Variable speed is the beauty of DC motors, right?


Btw, here's a site for helping choose sprockets for motorcycles. I doubt it's useful for this, but might be handy sometime.

http://www.gearingcommander.com/

----------

Captainleeward (Mar 12, 2015),

Paul Jones (Oct 1, 2015)

----------


## Captainleeward

I will check the specks for the motor and see if that is possible THANKS for your input. :Bow: 
I will let you know the out come....:O)

----------


## Captainleeward

Well that was a good idea but only starts at 41 rpm won't go down in rpm.

----------


## DIYer

Good, informative sites, GlennR. Although it didn't help the captain much, I'm sure it's going to be a useful reference for someone in the future.

----------

Captainleeward (Mar 12, 2015),

Paul Jones (Oct 1, 2015)

----------


## GlennR

1 RPM is really slow. You didn't say the size of the motor, but I'm assuming it's not very large since it's 12V.
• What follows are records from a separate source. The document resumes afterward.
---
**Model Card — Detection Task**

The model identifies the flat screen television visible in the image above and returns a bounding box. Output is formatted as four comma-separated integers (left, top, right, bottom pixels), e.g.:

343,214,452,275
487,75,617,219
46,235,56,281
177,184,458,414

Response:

You might be better off shopping for a gear motor that's already mated & sized to work together. I used to shop at Surpluscenter.com a bit. Sometimes they'd have odd assemblies that sound like what you are looking for. Sometimes odd things like that are cheaper than trying to find good deals on the separate components. 

What's a "stepper motor"? That sounds like a slow rpm motor, but I can't remember what they are for. Might be something to look at.

----------

Captainleeward (Mar 12, 2015)

----------


## Doc

Stepper motors are often found in old printers or many of the cheap Chinese sites for a penny each. They are popular for use in DIY CNC machines, 3D printers or plotters and the like.

They might be perfect for the job.

Try here

Regards

Doc  :Hat Tip:

----------

Captainleeward (Mar 12, 2015),

Jon (Mar 10, 2015)

----------


## Captainleeward

The size of the motor is 1/4 hp and is as big as a car starter you can see one on my bead roller here.
the easiest solution is to use a larger gear on the motor side. but I don't know if that would do the trick. vurently there is a 60 tooth sprocket on the shaft and a 11 tooth sprocket on the motor.
this gearing is 5.5 rpms.
Next best one is to put a reducer gear box on the shaft to reduce the ratio further.
this motor is 41 rpms I need 1 or 2 rpms. The shaft I'm turning is balanced and does not require much torque.

----------


## Frank S

Actually your RPMs with the 11/60 sprocket set would be more like 7.5 RPMs 
take 41 multiply by 11 the number of teeth in the driving sprocket then divide by the number of teeth in the driven sprocket 60 and it would look like this
1x11=451 /60=7.5167 to put it another way 60/11=5.4545 to 1 or 41/5.4545=7.5167 RPMs
if you have room to install a jack shaft to mount the 60t sprocket on one end then mount a small sprocket on the other end then a large sprocket on the item that you need to turn at 1 to 2 RPM you can accomplish the reduction you need
say you start with your arrangement of 11 and 60 with the 60 mounted on the jack-shaft , put another 11 tooth sprocket on the other end of the jack shaft and a second 60 tooth sprocket on the work piece you final RPMs will be 1.378
one note; with each reduction the torque is increased. your motor is starting out with a 310 in.lb. output torque after the first reduction is approximately 1719 in.lb. after a second reduction to the 1.378 RPM will be 9533 in.lb. or 794 ft.lb. 
Sp particular attention must be taken into account for the design horsepower of the chain 
Very small motors can become scary strong when reductions are great enough

----------

Captainleeward (Mar 14, 2016)

----------


## Captainleeward

Well Thank you Frank for that wonderful dissertation on gear ratios I'm impressed.....:O)

----------


## Toolmaker51

Frank S nailed it with the jack shaft. Way easier than a lot of arrangements to build and service. I'd of liked to help spin the topic; you know, helping Cap'n crunch the numbers.

----------

PJs (Aug 25, 2016)

----------


## Captainleeward

Who said that Capn Crunch that is insubordination.... :ROFL: 

Any wa as it turned out the rpms for my machine worked out fine as they were... :Clapping:

----------

PJs (Aug 25, 2016)

----------


## hooby

I haven't used any.

----------